Scope and Applicability
Crisis communication plans must cover:
- Internal staff, including ICT, business continuity, incident response, crisis management, and senior management
- External stakeholders, including customers, counterparties, financial institutions, payment/clearing/settlement partners
- The public, where responsible disclosure obligations arise
- Competent authorities, under Article 19 incident reporting
- ICT third-party service providers, where their failures or dependencies affect critical or important functions
The plans apply across all ICT systems and services that could generate a serious ICT-related incident or materially affect the continuity of critical or important functions.
Mandatory Components of Crisis Communication Plans
Responsible Disclosure Requirements (Art. 14(1) DORA)
Crisis communication plans must enable:
- Responsible disclosure of serious ICT-related incidents or vulnerabilities
- Assessment of when disclosure becomes required
- Identification of affected customer segments and counterparties
- Templates and approval processes for customer and public statements
- Coordination with legal, compliance, data protection, and supervisory reporting functions
- Measures to avoid creating additional security risks or premature disclosures that hinder containment
Integration with ICT Response and Recovery (Art. 11(2)(e) DORA)
Plans must specify:
- How communication aligns with the activation of ICT response and recovery arrangements
- How updated situation reports reach all internal roles (technical teams, management, business lines)

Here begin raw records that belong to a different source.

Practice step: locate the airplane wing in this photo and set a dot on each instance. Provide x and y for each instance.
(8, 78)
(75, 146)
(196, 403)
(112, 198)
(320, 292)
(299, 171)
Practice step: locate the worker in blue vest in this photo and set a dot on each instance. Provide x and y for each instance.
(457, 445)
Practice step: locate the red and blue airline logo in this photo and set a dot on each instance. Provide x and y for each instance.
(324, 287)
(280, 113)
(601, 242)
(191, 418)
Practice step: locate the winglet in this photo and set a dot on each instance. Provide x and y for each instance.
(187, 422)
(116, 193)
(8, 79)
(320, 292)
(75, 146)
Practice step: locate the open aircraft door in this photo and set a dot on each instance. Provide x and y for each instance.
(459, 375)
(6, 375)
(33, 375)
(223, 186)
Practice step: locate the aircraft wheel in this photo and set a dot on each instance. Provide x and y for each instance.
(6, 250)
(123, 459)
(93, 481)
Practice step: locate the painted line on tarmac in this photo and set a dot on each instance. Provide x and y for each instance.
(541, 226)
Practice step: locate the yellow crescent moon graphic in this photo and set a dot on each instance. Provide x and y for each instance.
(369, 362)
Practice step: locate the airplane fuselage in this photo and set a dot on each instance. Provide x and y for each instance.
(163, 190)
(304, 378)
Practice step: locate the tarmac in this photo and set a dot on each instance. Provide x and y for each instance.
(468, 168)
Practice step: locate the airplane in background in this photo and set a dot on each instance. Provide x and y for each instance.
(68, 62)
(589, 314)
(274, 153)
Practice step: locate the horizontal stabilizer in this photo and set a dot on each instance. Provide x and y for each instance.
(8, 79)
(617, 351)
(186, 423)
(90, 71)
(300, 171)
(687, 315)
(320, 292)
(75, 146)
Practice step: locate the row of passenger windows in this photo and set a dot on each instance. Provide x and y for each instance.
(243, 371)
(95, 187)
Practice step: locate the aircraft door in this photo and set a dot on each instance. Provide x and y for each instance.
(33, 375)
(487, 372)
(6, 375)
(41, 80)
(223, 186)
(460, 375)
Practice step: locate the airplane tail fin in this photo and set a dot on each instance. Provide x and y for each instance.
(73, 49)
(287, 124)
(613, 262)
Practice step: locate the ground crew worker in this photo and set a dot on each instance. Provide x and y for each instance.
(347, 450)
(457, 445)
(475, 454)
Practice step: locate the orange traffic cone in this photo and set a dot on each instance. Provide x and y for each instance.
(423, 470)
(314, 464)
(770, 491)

- Communication channels available during disruptions (out-of-band communication)
- Escalation steps in line with the entity’s governance model
- How communication supports containment measures and recovery activities
Crisis Management Function (Art. 11(7) DORA)
For financial entities other than microenterprises, plans must be supported by a crisis management function responsible for:
- Coordinating internal and external crisis communication
- Authorising external disclosures
- Defining communication workflows during activation of ICT BCP or ICT response/recovery plans
- Ensuring communication coherence across ICT, business continuity, legal, compliance, and senior management
The crisis management function must be clearly defined in terms of structure, authority, and escalation mandates.
Communication Procedures
Crisis communication plans must contain:
Activation and Deactivation Criteria
Aligned with Article 24(1)(a)(iv) RTS RMF:
- Conditions under which crisis communication is triggered
- Thresholds linked to ICT incident classification (Article 10)

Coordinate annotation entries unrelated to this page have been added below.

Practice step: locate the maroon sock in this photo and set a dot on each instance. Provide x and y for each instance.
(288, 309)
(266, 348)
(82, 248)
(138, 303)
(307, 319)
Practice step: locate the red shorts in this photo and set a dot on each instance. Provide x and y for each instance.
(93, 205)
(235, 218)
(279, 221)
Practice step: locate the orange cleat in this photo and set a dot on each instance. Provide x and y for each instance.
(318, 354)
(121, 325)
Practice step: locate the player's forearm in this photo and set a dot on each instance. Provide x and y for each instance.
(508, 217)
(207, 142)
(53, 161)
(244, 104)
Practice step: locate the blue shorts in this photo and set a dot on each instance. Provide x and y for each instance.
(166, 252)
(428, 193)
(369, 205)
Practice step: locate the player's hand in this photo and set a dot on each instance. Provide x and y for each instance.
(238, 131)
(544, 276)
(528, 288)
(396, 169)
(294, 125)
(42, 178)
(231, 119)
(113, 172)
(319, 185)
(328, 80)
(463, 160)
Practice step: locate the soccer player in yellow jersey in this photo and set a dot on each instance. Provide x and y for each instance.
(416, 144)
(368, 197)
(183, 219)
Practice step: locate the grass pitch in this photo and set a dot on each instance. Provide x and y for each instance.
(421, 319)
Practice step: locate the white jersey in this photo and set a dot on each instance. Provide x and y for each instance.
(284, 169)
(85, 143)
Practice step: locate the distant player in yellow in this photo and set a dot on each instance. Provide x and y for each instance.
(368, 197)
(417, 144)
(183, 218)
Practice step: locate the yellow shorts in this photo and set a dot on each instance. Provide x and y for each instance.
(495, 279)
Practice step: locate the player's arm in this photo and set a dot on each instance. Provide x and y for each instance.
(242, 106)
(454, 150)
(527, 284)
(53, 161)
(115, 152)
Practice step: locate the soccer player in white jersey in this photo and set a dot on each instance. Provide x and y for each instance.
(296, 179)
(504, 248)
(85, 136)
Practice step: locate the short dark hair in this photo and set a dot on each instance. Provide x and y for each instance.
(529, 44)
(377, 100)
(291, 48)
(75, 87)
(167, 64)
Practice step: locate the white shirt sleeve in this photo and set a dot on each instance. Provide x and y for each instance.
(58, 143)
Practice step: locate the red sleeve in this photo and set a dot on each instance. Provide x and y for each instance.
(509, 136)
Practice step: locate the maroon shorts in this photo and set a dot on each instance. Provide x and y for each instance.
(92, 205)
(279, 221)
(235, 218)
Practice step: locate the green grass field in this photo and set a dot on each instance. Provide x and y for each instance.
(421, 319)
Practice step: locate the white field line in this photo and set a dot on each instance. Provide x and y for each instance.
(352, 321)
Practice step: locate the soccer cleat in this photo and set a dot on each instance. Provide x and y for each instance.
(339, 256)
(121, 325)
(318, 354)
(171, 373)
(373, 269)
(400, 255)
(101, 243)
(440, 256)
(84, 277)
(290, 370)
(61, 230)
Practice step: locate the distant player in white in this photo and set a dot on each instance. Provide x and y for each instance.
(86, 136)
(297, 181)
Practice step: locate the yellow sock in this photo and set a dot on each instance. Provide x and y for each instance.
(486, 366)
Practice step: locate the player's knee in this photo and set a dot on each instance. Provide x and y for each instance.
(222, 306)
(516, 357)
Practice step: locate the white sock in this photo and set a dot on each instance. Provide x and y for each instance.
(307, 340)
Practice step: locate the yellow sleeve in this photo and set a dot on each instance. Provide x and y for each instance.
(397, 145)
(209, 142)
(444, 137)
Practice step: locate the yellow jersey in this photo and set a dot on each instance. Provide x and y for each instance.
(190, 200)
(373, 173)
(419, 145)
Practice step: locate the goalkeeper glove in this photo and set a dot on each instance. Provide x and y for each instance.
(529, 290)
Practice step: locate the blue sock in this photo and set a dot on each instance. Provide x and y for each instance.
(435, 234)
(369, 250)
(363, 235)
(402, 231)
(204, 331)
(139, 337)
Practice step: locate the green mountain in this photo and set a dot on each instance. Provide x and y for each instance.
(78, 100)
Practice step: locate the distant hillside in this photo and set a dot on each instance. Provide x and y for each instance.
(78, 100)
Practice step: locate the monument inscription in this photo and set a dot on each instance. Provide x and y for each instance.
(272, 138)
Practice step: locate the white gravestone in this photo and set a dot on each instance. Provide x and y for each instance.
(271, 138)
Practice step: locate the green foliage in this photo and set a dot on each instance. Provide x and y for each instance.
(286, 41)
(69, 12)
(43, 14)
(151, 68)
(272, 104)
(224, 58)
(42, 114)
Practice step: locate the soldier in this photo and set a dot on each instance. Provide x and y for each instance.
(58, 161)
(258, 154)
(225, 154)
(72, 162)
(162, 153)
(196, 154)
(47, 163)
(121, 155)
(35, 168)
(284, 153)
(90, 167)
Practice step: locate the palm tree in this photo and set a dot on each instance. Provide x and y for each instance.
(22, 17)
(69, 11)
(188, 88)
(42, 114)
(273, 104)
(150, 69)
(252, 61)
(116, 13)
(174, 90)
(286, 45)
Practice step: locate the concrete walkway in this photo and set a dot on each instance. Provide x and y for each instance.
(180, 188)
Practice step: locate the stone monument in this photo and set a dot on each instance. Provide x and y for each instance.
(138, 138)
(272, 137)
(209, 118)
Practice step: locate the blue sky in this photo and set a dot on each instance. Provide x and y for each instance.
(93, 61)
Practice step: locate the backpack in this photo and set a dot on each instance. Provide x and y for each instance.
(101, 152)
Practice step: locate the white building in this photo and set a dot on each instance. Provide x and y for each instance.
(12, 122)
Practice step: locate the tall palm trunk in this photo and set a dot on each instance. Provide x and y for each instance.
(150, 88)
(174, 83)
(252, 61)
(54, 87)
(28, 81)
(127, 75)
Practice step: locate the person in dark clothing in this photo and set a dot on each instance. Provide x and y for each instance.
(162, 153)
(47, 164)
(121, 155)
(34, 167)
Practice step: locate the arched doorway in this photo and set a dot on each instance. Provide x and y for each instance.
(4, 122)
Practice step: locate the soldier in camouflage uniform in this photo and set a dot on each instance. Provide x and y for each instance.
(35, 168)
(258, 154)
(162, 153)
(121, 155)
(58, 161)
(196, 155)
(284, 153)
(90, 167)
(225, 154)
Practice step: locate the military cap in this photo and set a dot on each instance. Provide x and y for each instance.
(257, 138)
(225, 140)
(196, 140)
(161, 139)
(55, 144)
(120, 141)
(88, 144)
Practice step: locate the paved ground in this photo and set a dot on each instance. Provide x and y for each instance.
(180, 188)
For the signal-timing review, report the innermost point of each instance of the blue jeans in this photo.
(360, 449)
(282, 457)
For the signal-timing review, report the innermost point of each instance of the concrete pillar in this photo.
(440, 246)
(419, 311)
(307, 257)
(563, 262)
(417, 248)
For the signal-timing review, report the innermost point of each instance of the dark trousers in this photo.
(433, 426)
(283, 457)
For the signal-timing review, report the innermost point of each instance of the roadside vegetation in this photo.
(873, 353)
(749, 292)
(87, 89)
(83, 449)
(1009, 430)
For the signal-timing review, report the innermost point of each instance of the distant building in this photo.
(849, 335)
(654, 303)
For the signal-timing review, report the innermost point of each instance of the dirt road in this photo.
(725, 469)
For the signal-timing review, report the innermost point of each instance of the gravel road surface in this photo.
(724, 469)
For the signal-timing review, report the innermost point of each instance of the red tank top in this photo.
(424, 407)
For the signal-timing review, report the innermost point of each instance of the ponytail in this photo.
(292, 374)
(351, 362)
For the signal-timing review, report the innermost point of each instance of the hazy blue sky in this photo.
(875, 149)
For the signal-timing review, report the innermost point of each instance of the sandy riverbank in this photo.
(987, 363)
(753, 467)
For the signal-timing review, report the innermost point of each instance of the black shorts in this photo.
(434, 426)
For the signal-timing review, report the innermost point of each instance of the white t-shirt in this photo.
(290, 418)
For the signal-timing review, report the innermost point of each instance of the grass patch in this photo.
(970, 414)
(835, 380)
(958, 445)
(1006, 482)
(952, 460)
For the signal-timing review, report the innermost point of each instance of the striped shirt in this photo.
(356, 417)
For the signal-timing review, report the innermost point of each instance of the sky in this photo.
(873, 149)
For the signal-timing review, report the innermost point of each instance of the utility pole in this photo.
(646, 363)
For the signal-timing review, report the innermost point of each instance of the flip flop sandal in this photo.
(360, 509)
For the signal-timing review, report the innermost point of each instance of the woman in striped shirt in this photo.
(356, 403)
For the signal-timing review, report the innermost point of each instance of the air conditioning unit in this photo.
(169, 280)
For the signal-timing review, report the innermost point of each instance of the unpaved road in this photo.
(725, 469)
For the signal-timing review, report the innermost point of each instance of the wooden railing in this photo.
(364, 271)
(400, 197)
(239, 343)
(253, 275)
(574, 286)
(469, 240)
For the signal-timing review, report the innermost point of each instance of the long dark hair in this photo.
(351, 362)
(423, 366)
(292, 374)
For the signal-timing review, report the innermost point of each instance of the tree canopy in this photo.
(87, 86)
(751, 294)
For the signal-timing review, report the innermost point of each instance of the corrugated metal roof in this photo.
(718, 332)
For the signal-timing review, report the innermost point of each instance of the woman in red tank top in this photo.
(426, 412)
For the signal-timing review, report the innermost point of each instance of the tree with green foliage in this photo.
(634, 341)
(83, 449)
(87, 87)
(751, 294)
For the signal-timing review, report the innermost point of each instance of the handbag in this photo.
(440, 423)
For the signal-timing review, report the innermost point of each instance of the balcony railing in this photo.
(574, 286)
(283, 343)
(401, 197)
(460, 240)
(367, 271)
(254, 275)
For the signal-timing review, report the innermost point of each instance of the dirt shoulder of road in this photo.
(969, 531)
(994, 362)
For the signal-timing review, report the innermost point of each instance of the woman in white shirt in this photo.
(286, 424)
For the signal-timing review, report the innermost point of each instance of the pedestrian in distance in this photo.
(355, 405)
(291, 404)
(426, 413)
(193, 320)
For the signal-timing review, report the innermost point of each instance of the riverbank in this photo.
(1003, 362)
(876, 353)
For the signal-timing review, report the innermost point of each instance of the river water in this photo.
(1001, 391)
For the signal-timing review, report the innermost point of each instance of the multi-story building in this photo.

- Criteria for partial vs. full activation
- Deactivation steps once stability, recovery targets, or supervisory closure are reached
Communication Channels and Tools
Plans must define:
- Primary and backup channels (email, SMS, secure messaging, hotlines, intranet, crisis portals)
- Out-of-band communication in case of main channel compromise
- Sender authentication procedures
- Security measures to prevent leakage, misinformation or unauthorised access
Stakeholder-Specific Communication Procedures
Procedures must be tailored for:
- Internal staff (operational, crisis teams, management)
- Customers and business partners
- Financial infrastructures and interdependent institutions
- ICT third-party service providers (especially where dependencies matter)
- Competent authorities (Article 19 notifications, ongoing updates)
- The public (press releases, website updates, social media protocols)
Alignment with the ICT Business Continuity Policy (Article 24 RTS RMF)
Crisis communication plans must be fully aligned with the ICT BCP and must:
- Fit within the overall recovery time and recovery point objectives (RTO/RPO)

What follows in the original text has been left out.